Extraction and immunoblotting of proteins from embryos.

Author information

1
Department of Stem Cell Biology, DFG Research Center for Molecular Physiology of the Brain (CMPB), University of Göttingen, Göttingen, Germany.

Abstract

For many decades, Drosophila has been used as a model system primarily for studies in the fields of genetics and developmental biology. Relatively little attention has been given to the potential of Drosophila as a model system for biochemistry. However, Drosophila embryos as a source for biochemical material offer some unique advantages as compared with cultured cells or tissue samples. For instance, mutant Drosophila embryos can be sorted before protein extraction and compared with wild-type embryos by using green fluorescent protein-marked balancer chromosomes.

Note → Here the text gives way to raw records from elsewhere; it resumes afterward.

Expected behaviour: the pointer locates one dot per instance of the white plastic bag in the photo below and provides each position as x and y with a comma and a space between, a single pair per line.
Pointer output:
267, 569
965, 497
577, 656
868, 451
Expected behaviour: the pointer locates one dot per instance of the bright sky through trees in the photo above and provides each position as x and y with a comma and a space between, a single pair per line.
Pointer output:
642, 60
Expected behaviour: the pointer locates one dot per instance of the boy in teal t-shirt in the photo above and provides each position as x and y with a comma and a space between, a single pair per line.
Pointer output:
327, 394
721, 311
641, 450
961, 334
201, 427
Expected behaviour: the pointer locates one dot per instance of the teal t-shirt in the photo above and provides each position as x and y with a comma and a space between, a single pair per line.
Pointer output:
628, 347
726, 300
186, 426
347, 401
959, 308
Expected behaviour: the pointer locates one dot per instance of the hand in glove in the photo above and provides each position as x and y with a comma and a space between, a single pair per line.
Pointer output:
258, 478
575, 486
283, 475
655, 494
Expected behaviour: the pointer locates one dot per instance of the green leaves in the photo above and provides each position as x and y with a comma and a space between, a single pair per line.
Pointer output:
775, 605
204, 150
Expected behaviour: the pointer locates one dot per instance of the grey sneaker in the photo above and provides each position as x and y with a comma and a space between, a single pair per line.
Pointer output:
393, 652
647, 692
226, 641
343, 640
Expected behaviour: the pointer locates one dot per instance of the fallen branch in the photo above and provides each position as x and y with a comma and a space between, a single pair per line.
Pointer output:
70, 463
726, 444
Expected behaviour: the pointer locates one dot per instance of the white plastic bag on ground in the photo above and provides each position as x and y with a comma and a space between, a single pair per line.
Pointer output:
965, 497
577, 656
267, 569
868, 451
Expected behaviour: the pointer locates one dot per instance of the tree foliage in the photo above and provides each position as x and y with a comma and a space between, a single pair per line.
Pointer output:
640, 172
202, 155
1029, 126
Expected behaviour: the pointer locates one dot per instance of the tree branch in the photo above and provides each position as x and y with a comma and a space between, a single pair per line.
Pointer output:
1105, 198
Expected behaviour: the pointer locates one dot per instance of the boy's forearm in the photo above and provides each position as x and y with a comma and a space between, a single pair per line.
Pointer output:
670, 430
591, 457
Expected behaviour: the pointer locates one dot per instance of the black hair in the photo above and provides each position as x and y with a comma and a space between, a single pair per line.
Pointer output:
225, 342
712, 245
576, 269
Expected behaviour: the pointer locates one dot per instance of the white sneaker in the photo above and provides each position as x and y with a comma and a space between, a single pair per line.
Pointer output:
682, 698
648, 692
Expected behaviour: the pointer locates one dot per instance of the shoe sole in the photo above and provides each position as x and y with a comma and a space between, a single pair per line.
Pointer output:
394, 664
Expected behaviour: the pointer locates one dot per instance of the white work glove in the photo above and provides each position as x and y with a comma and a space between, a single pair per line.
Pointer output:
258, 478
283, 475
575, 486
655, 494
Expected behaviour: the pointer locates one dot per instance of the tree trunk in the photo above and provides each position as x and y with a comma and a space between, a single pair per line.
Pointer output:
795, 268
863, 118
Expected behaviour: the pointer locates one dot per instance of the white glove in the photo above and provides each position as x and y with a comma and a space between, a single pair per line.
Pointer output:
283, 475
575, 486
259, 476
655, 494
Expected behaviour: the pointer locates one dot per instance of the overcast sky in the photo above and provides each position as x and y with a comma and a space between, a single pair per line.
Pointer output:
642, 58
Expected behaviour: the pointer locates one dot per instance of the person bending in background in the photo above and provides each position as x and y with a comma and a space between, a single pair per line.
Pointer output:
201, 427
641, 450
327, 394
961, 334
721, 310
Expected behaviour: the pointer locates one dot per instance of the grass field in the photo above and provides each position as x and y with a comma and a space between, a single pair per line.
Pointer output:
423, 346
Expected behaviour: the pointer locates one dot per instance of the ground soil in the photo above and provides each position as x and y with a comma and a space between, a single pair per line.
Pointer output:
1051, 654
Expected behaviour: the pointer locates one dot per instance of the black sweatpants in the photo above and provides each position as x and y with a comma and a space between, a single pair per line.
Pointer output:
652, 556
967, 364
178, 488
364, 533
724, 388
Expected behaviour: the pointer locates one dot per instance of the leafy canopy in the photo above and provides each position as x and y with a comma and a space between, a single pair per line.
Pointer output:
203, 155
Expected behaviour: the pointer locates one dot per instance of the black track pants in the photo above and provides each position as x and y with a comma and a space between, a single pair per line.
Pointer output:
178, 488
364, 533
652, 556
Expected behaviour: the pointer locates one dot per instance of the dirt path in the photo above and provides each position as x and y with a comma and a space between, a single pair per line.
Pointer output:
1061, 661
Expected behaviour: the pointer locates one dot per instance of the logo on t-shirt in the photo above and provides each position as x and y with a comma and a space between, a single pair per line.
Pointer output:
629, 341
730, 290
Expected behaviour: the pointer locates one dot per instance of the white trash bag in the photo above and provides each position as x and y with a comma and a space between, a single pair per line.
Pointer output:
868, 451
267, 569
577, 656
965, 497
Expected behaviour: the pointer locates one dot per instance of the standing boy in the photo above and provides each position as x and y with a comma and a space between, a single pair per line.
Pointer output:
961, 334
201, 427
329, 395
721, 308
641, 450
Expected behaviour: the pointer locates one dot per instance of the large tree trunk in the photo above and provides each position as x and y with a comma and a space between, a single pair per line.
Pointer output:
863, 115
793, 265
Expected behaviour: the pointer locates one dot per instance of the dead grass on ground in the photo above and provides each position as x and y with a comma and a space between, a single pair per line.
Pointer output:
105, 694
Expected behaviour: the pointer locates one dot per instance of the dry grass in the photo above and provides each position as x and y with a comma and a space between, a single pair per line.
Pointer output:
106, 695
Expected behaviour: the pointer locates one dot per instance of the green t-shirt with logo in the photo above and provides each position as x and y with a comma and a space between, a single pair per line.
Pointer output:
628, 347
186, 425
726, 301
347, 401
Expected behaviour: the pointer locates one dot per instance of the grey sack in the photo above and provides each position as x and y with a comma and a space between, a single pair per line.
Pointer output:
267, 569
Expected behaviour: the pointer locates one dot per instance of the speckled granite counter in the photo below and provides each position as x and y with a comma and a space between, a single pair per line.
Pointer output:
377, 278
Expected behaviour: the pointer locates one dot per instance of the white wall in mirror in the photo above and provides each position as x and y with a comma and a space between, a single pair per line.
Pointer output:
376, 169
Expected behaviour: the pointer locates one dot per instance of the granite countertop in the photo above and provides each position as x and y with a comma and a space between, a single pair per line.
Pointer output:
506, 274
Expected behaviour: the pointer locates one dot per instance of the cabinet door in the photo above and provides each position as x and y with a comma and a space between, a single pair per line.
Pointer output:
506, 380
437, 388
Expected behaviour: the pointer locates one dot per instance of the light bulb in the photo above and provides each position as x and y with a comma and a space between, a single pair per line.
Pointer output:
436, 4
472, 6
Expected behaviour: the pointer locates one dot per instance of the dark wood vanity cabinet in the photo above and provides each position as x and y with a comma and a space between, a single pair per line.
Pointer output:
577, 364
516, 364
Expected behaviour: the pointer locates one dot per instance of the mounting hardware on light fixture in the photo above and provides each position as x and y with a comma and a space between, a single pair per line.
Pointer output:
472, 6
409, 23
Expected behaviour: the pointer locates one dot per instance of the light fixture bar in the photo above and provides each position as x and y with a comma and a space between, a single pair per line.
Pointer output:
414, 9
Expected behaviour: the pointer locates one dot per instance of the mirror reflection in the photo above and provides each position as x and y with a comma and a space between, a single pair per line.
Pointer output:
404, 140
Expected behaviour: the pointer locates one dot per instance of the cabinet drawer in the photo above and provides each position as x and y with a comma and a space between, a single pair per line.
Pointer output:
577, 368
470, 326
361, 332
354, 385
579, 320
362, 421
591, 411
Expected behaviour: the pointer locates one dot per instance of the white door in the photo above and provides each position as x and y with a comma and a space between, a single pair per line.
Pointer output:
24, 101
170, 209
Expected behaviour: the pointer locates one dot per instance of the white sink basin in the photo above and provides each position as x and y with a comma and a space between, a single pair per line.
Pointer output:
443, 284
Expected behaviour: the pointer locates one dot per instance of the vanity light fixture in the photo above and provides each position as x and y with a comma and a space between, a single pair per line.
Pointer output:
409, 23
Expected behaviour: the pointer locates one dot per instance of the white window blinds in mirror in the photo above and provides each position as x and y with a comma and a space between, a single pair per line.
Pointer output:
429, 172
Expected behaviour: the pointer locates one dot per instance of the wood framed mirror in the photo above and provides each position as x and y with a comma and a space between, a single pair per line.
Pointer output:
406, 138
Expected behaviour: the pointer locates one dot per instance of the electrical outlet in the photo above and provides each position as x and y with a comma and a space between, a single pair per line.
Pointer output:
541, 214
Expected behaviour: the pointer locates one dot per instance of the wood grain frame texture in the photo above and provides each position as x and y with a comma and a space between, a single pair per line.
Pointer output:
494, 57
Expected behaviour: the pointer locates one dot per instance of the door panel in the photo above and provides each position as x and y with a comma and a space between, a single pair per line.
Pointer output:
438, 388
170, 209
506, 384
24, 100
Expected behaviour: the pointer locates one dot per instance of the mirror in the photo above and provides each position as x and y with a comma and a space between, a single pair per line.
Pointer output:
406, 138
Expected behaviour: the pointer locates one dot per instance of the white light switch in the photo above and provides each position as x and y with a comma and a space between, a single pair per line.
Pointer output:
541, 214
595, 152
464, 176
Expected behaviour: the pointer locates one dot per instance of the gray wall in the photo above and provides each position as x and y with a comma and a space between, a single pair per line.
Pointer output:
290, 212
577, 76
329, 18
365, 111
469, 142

Studies of this kind can give important information on the effect of a mutation on the biochemical properties of a protein, which cannot be obtained in experiments using cultured cells or conventional tissue samples (1,2). Transgenic Drosophila embryos expressing a tagged version of a protein can be used to isolate and identify interaction partners of the tagged protein from a whole organism rather than from a specific cell line that expresses only a limited set of genes (3,4). Thus, it is the combination of genetics and transgenic approaches that offers unique opportunities for biochemical studies in the fruit fly. In this chapter, I describe methods to extract proteins under denaturing and nondenaturing conditions from embryos, and to perform sodium dodecyl sulfate-polyacrylamide gel electrophoresis, immunoblotting, and coimmunoprecipitation.

PMID:
18641958
DOI:
10.1007/978-1-59745-583-1_21
[Indexed for MEDLINE]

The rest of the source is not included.